Conduct a fair use analysis. In the context of open-access online education, fair use is somewhat limited. Faculty may safely rely on fair use in two circumstances. 1) The image shown is being directly criticized. For example, in a photography course, a photo is being shown to illustrate the problems with over-exposing film. 2) The image is being used in a transformative way; that is, the purpose for use in the course is completely different than its original purpose. For example, in a course about web design it is acceptable to a show web screen shot of an auction from e-Bay to illustrate a web design technique; that is, the transformative purpose is to illustrate a web design principle, completely different from eBay’s intended purpose of hosting an online auction. Beyond these two safer applications of fair use, it may also be a fair use to use limited portions of copyrighted materials that directly impact the educational goal sought. In particular, limited images that demonstrate or illustrate the educational concept at issue could be found to be fair use when used sparingly and appropriately. For example, it would likely be a fair use to show a picture of a plant cell dividing in a discussion on that topic. Stay away from cumulative examples. Favor public domain images (of the cell dividing, for example) over copyrighted images.

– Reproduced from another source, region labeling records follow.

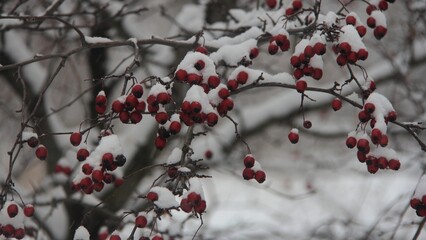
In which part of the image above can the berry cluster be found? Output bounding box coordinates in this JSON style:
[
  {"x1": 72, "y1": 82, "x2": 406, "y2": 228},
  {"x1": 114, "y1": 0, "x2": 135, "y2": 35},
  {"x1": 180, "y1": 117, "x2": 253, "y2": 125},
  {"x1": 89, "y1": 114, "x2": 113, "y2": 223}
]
[
  {"x1": 285, "y1": 0, "x2": 303, "y2": 16},
  {"x1": 346, "y1": 91, "x2": 401, "y2": 173},
  {"x1": 243, "y1": 154, "x2": 266, "y2": 183},
  {"x1": 0, "y1": 201, "x2": 34, "y2": 239},
  {"x1": 333, "y1": 25, "x2": 368, "y2": 66},
  {"x1": 290, "y1": 34, "x2": 326, "y2": 80},
  {"x1": 71, "y1": 135, "x2": 126, "y2": 194}
]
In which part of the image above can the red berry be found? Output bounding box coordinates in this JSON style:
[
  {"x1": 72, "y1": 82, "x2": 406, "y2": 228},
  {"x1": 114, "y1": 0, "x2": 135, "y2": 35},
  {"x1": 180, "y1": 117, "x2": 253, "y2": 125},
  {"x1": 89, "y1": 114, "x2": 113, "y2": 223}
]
[
  {"x1": 194, "y1": 60, "x2": 206, "y2": 71},
  {"x1": 288, "y1": 131, "x2": 299, "y2": 144},
  {"x1": 367, "y1": 17, "x2": 376, "y2": 28},
  {"x1": 312, "y1": 68, "x2": 322, "y2": 80},
  {"x1": 387, "y1": 111, "x2": 396, "y2": 122},
  {"x1": 374, "y1": 26, "x2": 388, "y2": 40},
  {"x1": 312, "y1": 42, "x2": 326, "y2": 55},
  {"x1": 169, "y1": 121, "x2": 181, "y2": 134},
  {"x1": 265, "y1": 0, "x2": 277, "y2": 8},
  {"x1": 7, "y1": 203, "x2": 18, "y2": 218},
  {"x1": 331, "y1": 98, "x2": 342, "y2": 111},
  {"x1": 358, "y1": 111, "x2": 370, "y2": 123},
  {"x1": 1, "y1": 224, "x2": 15, "y2": 238},
  {"x1": 207, "y1": 76, "x2": 220, "y2": 88},
  {"x1": 290, "y1": 56, "x2": 301, "y2": 68},
  {"x1": 303, "y1": 45, "x2": 315, "y2": 58},
  {"x1": 70, "y1": 132, "x2": 82, "y2": 147},
  {"x1": 346, "y1": 16, "x2": 356, "y2": 26},
  {"x1": 81, "y1": 163, "x2": 93, "y2": 175},
  {"x1": 135, "y1": 216, "x2": 148, "y2": 228},
  {"x1": 124, "y1": 94, "x2": 139, "y2": 111},
  {"x1": 237, "y1": 71, "x2": 248, "y2": 85},
  {"x1": 157, "y1": 92, "x2": 171, "y2": 105},
  {"x1": 27, "y1": 137, "x2": 39, "y2": 148},
  {"x1": 296, "y1": 79, "x2": 308, "y2": 93},
  {"x1": 356, "y1": 25, "x2": 367, "y2": 37},
  {"x1": 13, "y1": 228, "x2": 25, "y2": 239},
  {"x1": 339, "y1": 42, "x2": 352, "y2": 55},
  {"x1": 118, "y1": 111, "x2": 130, "y2": 123},
  {"x1": 356, "y1": 138, "x2": 370, "y2": 153},
  {"x1": 191, "y1": 101, "x2": 202, "y2": 113},
  {"x1": 175, "y1": 69, "x2": 188, "y2": 82},
  {"x1": 154, "y1": 136, "x2": 166, "y2": 150},
  {"x1": 292, "y1": 0, "x2": 303, "y2": 11},
  {"x1": 410, "y1": 198, "x2": 422, "y2": 209},
  {"x1": 92, "y1": 170, "x2": 104, "y2": 183},
  {"x1": 336, "y1": 54, "x2": 348, "y2": 66},
  {"x1": 249, "y1": 48, "x2": 259, "y2": 59},
  {"x1": 346, "y1": 136, "x2": 357, "y2": 148},
  {"x1": 146, "y1": 192, "x2": 158, "y2": 202},
  {"x1": 285, "y1": 8, "x2": 295, "y2": 16},
  {"x1": 77, "y1": 148, "x2": 89, "y2": 162},
  {"x1": 303, "y1": 120, "x2": 312, "y2": 129},
  {"x1": 365, "y1": 4, "x2": 377, "y2": 15},
  {"x1": 254, "y1": 170, "x2": 266, "y2": 183},
  {"x1": 195, "y1": 46, "x2": 209, "y2": 55},
  {"x1": 268, "y1": 42, "x2": 278, "y2": 55},
  {"x1": 379, "y1": 0, "x2": 388, "y2": 11},
  {"x1": 358, "y1": 48, "x2": 368, "y2": 61},
  {"x1": 388, "y1": 159, "x2": 401, "y2": 170},
  {"x1": 244, "y1": 154, "x2": 255, "y2": 168},
  {"x1": 36, "y1": 145, "x2": 48, "y2": 160},
  {"x1": 243, "y1": 168, "x2": 254, "y2": 180},
  {"x1": 111, "y1": 100, "x2": 124, "y2": 113},
  {"x1": 132, "y1": 84, "x2": 143, "y2": 98},
  {"x1": 347, "y1": 52, "x2": 358, "y2": 64},
  {"x1": 364, "y1": 103, "x2": 376, "y2": 114}
]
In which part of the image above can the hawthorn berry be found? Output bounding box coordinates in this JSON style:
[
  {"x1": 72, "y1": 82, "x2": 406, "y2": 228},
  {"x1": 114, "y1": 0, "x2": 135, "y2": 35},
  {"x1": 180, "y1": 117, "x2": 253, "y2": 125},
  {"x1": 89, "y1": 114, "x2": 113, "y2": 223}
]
[
  {"x1": 207, "y1": 76, "x2": 220, "y2": 88},
  {"x1": 24, "y1": 204, "x2": 34, "y2": 217},
  {"x1": 244, "y1": 154, "x2": 255, "y2": 168},
  {"x1": 135, "y1": 216, "x2": 148, "y2": 228},
  {"x1": 7, "y1": 203, "x2": 19, "y2": 218},
  {"x1": 346, "y1": 136, "x2": 357, "y2": 148},
  {"x1": 194, "y1": 60, "x2": 206, "y2": 71},
  {"x1": 35, "y1": 145, "x2": 48, "y2": 160},
  {"x1": 154, "y1": 136, "x2": 166, "y2": 150},
  {"x1": 146, "y1": 192, "x2": 158, "y2": 202},
  {"x1": 243, "y1": 168, "x2": 255, "y2": 180},
  {"x1": 296, "y1": 79, "x2": 308, "y2": 93},
  {"x1": 303, "y1": 120, "x2": 312, "y2": 129},
  {"x1": 254, "y1": 170, "x2": 266, "y2": 183},
  {"x1": 132, "y1": 84, "x2": 143, "y2": 98},
  {"x1": 195, "y1": 45, "x2": 209, "y2": 55},
  {"x1": 70, "y1": 132, "x2": 82, "y2": 147},
  {"x1": 130, "y1": 111, "x2": 142, "y2": 124},
  {"x1": 175, "y1": 69, "x2": 188, "y2": 82},
  {"x1": 77, "y1": 148, "x2": 90, "y2": 162},
  {"x1": 27, "y1": 137, "x2": 39, "y2": 148}
]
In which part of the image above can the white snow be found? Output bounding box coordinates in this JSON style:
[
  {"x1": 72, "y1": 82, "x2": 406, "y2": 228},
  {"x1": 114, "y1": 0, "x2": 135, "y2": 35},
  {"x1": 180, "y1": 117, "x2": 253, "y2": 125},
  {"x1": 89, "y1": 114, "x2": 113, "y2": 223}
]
[{"x1": 84, "y1": 36, "x2": 112, "y2": 44}]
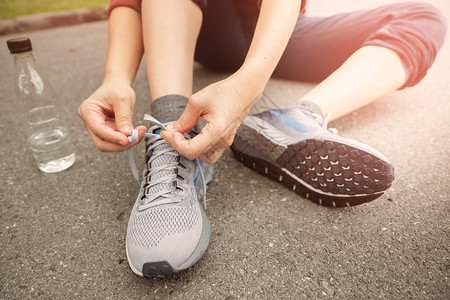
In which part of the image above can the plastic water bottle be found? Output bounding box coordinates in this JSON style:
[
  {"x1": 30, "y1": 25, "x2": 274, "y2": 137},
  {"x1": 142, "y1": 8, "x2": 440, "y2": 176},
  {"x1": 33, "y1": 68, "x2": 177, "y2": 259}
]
[{"x1": 7, "y1": 38, "x2": 76, "y2": 173}]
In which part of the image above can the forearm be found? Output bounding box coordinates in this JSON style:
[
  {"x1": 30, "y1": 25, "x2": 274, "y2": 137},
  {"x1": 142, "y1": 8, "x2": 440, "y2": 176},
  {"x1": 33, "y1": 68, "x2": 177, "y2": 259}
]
[
  {"x1": 238, "y1": 0, "x2": 301, "y2": 94},
  {"x1": 105, "y1": 7, "x2": 144, "y2": 85}
]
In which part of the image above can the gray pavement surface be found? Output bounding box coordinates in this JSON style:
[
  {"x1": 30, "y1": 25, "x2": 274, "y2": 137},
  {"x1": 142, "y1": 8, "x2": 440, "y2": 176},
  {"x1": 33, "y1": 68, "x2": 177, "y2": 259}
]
[{"x1": 0, "y1": 0, "x2": 450, "y2": 299}]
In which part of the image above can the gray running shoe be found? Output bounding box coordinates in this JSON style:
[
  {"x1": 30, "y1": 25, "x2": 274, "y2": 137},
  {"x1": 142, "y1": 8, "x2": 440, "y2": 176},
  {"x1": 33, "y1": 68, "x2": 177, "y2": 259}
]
[
  {"x1": 231, "y1": 105, "x2": 394, "y2": 207},
  {"x1": 126, "y1": 115, "x2": 212, "y2": 278}
]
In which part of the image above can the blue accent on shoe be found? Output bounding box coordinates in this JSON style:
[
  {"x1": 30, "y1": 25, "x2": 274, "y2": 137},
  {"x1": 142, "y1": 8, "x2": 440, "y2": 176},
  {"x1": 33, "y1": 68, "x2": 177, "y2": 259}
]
[{"x1": 268, "y1": 110, "x2": 308, "y2": 132}]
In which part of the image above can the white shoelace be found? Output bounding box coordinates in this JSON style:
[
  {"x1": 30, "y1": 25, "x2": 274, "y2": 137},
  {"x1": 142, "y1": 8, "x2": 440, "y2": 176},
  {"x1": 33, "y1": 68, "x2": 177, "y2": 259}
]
[
  {"x1": 127, "y1": 115, "x2": 206, "y2": 210},
  {"x1": 306, "y1": 107, "x2": 338, "y2": 134}
]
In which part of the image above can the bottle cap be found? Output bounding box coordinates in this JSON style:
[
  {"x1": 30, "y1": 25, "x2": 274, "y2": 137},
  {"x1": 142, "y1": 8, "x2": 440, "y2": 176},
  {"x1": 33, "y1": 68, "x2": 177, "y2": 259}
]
[{"x1": 6, "y1": 37, "x2": 33, "y2": 54}]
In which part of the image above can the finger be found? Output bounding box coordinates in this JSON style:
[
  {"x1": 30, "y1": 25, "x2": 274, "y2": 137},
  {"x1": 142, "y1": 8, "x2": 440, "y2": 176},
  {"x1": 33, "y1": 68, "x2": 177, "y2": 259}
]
[
  {"x1": 167, "y1": 100, "x2": 201, "y2": 133},
  {"x1": 81, "y1": 105, "x2": 127, "y2": 145},
  {"x1": 198, "y1": 149, "x2": 225, "y2": 165},
  {"x1": 86, "y1": 127, "x2": 132, "y2": 152},
  {"x1": 114, "y1": 100, "x2": 133, "y2": 134}
]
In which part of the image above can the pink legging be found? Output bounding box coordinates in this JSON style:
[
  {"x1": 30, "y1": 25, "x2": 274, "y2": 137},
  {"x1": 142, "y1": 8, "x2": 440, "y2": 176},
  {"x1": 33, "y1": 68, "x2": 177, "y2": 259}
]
[{"x1": 195, "y1": 0, "x2": 446, "y2": 87}]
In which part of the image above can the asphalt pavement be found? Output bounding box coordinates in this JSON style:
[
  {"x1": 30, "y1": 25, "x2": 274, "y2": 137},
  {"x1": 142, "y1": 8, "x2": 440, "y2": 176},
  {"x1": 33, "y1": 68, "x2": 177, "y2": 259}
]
[{"x1": 0, "y1": 0, "x2": 450, "y2": 299}]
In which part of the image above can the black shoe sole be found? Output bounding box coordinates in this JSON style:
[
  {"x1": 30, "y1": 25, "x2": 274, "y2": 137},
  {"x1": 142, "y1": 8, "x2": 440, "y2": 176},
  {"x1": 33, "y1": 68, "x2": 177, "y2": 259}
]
[
  {"x1": 231, "y1": 132, "x2": 394, "y2": 207},
  {"x1": 142, "y1": 261, "x2": 178, "y2": 278}
]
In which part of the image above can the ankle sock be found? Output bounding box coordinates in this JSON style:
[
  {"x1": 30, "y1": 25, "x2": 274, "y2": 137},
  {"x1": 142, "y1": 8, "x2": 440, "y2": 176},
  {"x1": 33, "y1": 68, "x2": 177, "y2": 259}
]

Seek clearance from the publisher for use. Generally, you can go to the website of the publisher and find a link for copyright or “contact us.”
Pay for a license. Many images can be licensed for a fee. (Some people find the certainty and speed of this method preferable to contacting the publisher for permission.)
- Multiple Image Database, http://www.istockphoto.com/
Blank it out. If you are not able to make one of the options above work, then take the image out. Stanford will provide tools to blank out images.
Do not use copyrighted material unless it is necessary to achieve the educational goals you are seeking for your students. Do not use cumulative materials (for example, use one image of a plant cell in prophase, not three). Unless you have permission, do not include copyrighted material for the sake of entertainment (a cartoon, a picture of a puppy to introduce the concept of puppy love, a climber at the top of a mountain to illustrate how far we’ve come).
In addition to the above information, unless you are offering direct criticism or commentary, stay away from the following material:
- Getty Images
- Popular movies, television shows, songs
For more information about the use of materials in online education, we recommend the guidelines put together by the Center for Social Media. http://www.centerforsocialmedia.org/ocw
 Many online courses are non-profit in nature, and accordingly a license permitting use for non-profit purposes is sufficient permission to use the image in the non-profit online course. Stanford recommends getting broader for-profit licenses to anticipate future uses of the courses. It is very common that material developed for one purpose today will be re-purposed in the future. Getting broad licenses ensures the future usability of the developed content.